Eculizumab (Soliris, Alexion) is currently approved by the FDA for paroxysmal nocturnal hemoglobinuria, atypical hemolytic uremic syndrome and refractory generalized myasthenia gravis.
According to the Securities and Exchange Commission, revenue from the drug skyrocketed from $66 million in 2007 to more than $3.5 billion in 2018. The researchers said they were concerned that the increase in revenue was related to its off-label use for non-FDA approved indications that may not have strong supporting evidence.
To evaluate the level of evidence for FDA approved on-label and off-label indications for eculizumab, Prasad and Myung S. Kim, MD, also of Oregon Health and Science University, searched ClinicalTrials.gov for registered trials using eculizumab and searched Google Scholar and PubMed for published trials.
A total of 372 publications were identified, including 22 clinical trials and 39 observational studies. Case series and reports comprised 84% of the published studies, and most published clinical trials included less than 50 patients (77%).
The publications included studies for 39 distinct indications for eculizumab. Indications included nonmalignant and malignant hematologic disorders, autoimmune disorders, transplant-related indications and renal disorders.
Of the three FDA approved indications, only two — paroxysmal nocturnal hemoglobinuria and myasthenia gravis — had confirmatory trials available.
Randomized clinical trials were not reported for 27 of the indications, meaning published literature consisted solely of observational studies, case series and case reports for those indications.
Previous research showed that that off-label drug use, particularly without strong scientific evidence, was associated with adverse drug events.

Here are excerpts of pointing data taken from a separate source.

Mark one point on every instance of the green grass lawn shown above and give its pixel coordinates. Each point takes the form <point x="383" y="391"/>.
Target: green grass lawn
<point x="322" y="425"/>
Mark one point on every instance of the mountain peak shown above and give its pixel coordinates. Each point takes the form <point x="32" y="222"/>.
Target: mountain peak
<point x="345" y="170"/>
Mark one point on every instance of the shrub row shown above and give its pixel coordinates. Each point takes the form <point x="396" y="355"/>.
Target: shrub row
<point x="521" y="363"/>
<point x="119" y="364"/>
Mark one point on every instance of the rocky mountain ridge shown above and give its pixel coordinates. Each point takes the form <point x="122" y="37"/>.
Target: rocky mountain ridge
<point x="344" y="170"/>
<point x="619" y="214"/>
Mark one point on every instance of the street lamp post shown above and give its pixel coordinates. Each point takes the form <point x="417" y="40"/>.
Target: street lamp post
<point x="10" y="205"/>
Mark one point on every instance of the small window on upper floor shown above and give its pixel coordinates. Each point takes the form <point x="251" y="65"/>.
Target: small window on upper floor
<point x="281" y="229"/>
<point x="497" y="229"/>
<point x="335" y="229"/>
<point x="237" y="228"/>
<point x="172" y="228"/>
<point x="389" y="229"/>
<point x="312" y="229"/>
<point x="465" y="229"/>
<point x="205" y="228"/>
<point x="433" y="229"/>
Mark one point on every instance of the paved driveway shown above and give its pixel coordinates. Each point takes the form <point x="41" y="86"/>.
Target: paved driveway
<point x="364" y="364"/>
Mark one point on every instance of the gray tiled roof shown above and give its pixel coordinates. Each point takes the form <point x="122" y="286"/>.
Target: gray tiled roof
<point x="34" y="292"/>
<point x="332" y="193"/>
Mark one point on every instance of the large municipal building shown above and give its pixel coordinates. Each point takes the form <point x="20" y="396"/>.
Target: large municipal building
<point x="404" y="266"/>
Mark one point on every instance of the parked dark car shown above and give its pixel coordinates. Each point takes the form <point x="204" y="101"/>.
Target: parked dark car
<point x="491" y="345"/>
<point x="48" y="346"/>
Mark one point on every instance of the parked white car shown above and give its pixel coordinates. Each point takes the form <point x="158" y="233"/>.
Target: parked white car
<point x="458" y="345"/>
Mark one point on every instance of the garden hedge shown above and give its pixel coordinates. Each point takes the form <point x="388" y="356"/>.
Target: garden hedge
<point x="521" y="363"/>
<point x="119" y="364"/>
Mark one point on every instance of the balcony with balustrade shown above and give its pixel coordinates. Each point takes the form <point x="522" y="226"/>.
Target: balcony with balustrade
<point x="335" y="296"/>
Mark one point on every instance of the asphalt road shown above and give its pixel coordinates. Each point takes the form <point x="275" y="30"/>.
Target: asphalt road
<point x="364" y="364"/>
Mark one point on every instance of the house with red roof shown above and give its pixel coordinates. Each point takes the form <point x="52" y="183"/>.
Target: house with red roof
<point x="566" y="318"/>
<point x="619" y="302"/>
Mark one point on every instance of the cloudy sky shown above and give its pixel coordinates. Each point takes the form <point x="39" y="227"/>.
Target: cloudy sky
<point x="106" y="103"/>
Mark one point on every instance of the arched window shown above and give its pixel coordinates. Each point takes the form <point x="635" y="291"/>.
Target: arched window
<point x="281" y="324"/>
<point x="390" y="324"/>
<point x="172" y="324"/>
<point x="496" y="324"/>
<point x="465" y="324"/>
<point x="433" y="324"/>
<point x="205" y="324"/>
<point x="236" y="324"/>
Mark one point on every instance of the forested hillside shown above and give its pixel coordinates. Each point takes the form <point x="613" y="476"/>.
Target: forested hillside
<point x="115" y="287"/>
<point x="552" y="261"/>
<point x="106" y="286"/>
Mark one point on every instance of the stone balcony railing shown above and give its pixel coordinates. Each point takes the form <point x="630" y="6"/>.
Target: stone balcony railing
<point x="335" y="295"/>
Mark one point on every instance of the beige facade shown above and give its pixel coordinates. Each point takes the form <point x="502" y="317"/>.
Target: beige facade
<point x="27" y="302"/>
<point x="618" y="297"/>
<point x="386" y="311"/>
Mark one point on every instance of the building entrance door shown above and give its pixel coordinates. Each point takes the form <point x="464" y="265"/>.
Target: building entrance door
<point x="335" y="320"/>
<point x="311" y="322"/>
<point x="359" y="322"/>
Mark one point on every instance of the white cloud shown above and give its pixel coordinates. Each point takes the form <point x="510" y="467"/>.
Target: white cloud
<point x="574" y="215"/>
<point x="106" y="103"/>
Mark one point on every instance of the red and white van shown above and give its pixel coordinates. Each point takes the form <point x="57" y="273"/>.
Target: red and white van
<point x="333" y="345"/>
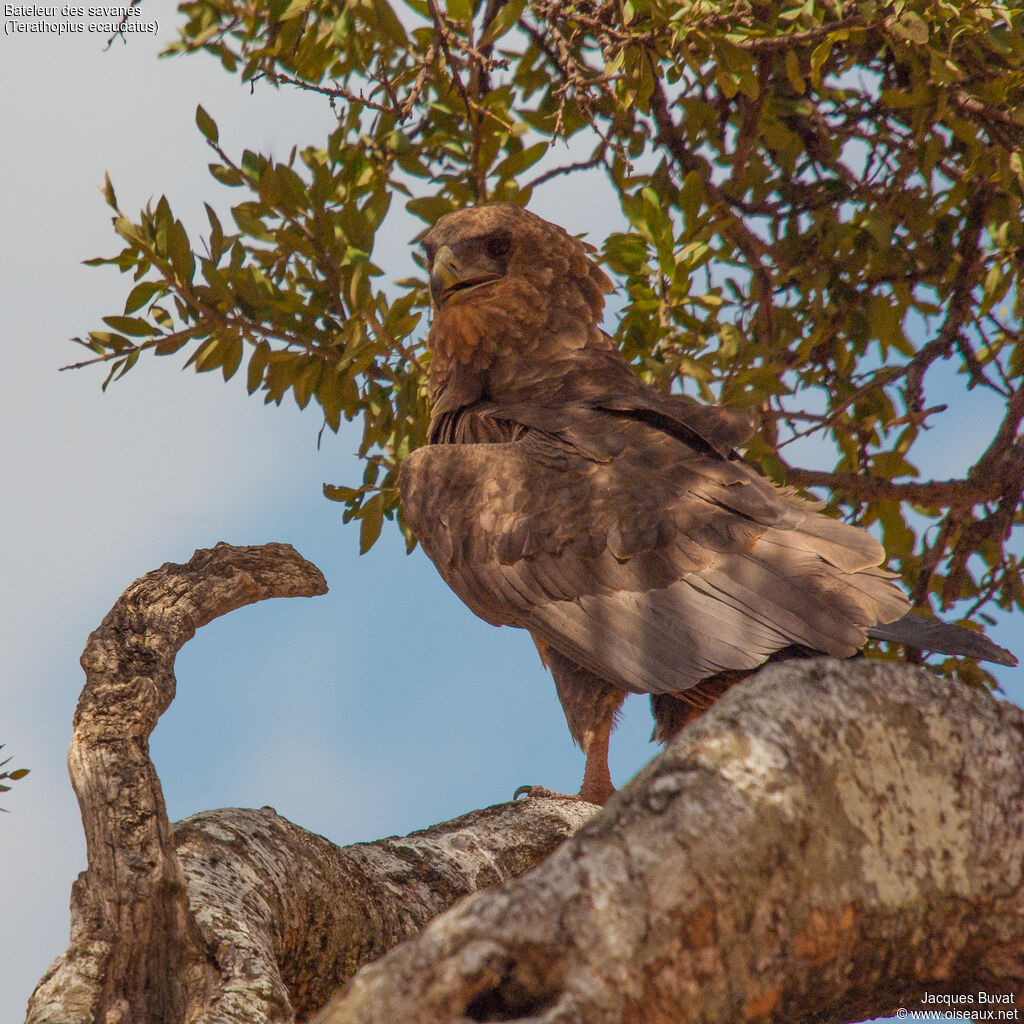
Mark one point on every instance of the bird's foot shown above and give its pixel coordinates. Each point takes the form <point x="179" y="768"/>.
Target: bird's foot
<point x="541" y="792"/>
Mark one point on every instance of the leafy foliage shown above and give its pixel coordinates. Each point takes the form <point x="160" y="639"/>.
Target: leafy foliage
<point x="14" y="775"/>
<point x="821" y="205"/>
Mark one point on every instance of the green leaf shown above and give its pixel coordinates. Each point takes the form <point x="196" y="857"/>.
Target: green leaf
<point x="257" y="364"/>
<point x="506" y="17"/>
<point x="131" y="326"/>
<point x="141" y="294"/>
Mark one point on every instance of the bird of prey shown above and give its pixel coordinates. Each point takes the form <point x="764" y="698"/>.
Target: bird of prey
<point x="614" y="522"/>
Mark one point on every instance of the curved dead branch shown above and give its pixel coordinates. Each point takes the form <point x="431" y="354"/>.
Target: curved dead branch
<point x="236" y="914"/>
<point x="829" y="842"/>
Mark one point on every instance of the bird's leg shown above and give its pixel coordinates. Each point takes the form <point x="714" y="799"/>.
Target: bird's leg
<point x="596" y="778"/>
<point x="591" y="707"/>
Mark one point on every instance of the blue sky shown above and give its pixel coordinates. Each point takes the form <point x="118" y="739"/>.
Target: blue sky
<point x="381" y="708"/>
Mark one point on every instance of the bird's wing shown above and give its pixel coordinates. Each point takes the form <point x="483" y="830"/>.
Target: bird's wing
<point x="646" y="560"/>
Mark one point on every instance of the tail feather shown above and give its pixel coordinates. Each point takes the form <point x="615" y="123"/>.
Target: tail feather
<point x="943" y="638"/>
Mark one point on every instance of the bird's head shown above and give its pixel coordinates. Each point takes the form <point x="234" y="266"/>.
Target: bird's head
<point x="503" y="275"/>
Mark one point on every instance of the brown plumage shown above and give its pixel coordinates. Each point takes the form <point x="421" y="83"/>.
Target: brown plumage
<point x="615" y="523"/>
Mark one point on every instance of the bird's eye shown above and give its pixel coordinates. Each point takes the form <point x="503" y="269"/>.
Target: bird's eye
<point x="498" y="246"/>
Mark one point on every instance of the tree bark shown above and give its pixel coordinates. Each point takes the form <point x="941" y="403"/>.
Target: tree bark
<point x="832" y="841"/>
<point x="236" y="914"/>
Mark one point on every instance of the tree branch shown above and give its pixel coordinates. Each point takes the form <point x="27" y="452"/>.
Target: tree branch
<point x="832" y="841"/>
<point x="236" y="915"/>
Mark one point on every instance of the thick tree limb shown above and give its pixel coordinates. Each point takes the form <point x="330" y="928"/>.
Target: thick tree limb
<point x="832" y="841"/>
<point x="237" y="915"/>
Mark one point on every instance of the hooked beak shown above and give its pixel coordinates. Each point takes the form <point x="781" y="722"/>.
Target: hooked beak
<point x="449" y="276"/>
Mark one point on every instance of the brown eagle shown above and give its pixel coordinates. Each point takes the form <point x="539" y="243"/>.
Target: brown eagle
<point x="614" y="522"/>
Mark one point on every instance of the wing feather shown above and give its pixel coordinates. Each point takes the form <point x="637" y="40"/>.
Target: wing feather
<point x="653" y="567"/>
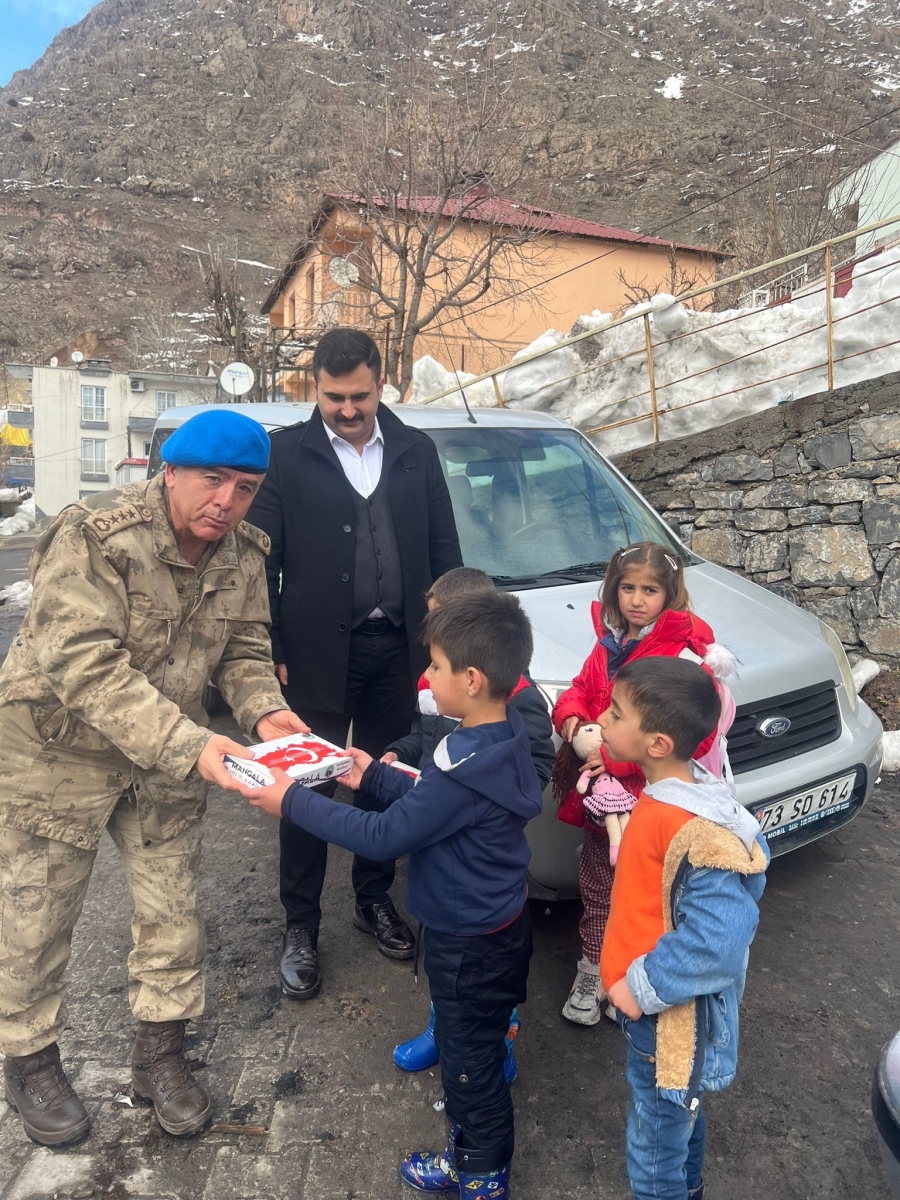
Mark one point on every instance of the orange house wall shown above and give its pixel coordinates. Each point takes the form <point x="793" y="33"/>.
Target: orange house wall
<point x="582" y="274"/>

“When a new drug comes to market, don’t be surprised to soon read case reports for it to be used for other purposes,” Prasad said. “You have to be very cautious reading these reports and hold these drugs to the standards of evidence-based medicine.”– by Erin Michael
Disclosures: Prasad reported receiving research funding and that his work is funded by the Laura and John Arnold Foundation; royalties from his book Ending Medical Reversal; receiving honoraria for Grand Rounds/lectures from several universities, medical centers, and professional societies and payments for contributions to Medscape. Prasad also hosts the podcast Plenary Session, which has Patreon backers.